On December 12, 1969, a bomb containing seven kilos of trilites exploded at the Banca Naziionalle dell’Agricoltura branch in Piazza Fontana, Milan, killing 17 and injuring 88. With this brutal attack attributed to the neofascists, directed by the secret services and which served as the basis for the subsequent establishment of the Red Brigades, Italy entered one of the darkest tunnels in its recent history, the so-called “liberation strategy” of almost two decades. The tension in which the vacuum resulting from the chaotic political-institutional situation attracts groups across the political spectrum who use street violence and terrorism as weapons to fight for demands”.
Commissioner Luigi Calabresi was appointed to the department of political crimes. He began engaging in subversive activities in 1968 and was part of the investigation into the bombings in Piazza Fontana, a year later the anarchist Giuseppe Pinelli died after falling from the fourth floor while being questioned. A window from Calabresi’s office. It was never known under what circumstances it occurred, but the left-wing press and public immediately pointed to the commissioner as responsible for what appeared to be murder. Meanwhile, the official version is that Pinelli, an accommodating man who was on good terms with Calabresi, felt dizzy before he fell.
Several witnesses reassured that the commissioner was not in the office when the fall occurred. Arrested that same night on 12 December, Pinelli arrived there on a motorcycle and was locked in a room with other far-right and far-left activists and militants for three days with almost no food or sleep. Another tragic consequence of his death was “Calabresi, the murderer”. And ever since, in that stifling atmosphere of violence and confusion, all the commissioner had to do was wait for his time. He arrived when he was shot in the back on May 17, 1972 and finished off with a bullet in the back of his head.
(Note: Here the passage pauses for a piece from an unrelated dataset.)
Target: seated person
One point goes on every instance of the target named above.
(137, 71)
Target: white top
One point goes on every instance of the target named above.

After a long and dramatic period from 1988 to 2003, Italian judges found credible his version of the Calabresi murder of Leonardo Marino, a militant of the repentant ultra-left extra-parliamentary organization Lotta Continua. The lawsuits resulted in 22 years in prison for three of his former colleagues, Ovidio Bompresi, Giorgio Pietrostefani and Adriano Sofri. Bompresi, who had serious health problems, was pardoned in 2006. Pietrostefani fled from justice and hid in France. Sofri, whose health also deteriorated, was placed under house arrest and released in 2012. Among all the acts of terrorism of the 1970s this throws one mystery into the next, starting with the fact that it was carried out by people who came from nowhere and returned to it without a trace. The most staunch defenders of the innocent thesis argued that Marino was a liar and that the judges believed him because of his preconceived hostility to Calabresi. However, twenty thousand procedural pages document another story: an act born from the bowels of Lotta Continua, the relentless campaign against the commissioner, wrongly accused of being the scapegoat for the attack on Piazza Fontana.
When Mario Calabresi shared two childhood memories with his mother when he was a teenager, he found that they were worn out “like celluloids from movies that have been watched many times” from using them too much. He then decided to return them to the archive for better preservation. In any case, in this sad and beautiful book about the pain and scars on the victims, they were the candle that started to illuminate the night, just at a time when the executioners were not ashamed of them.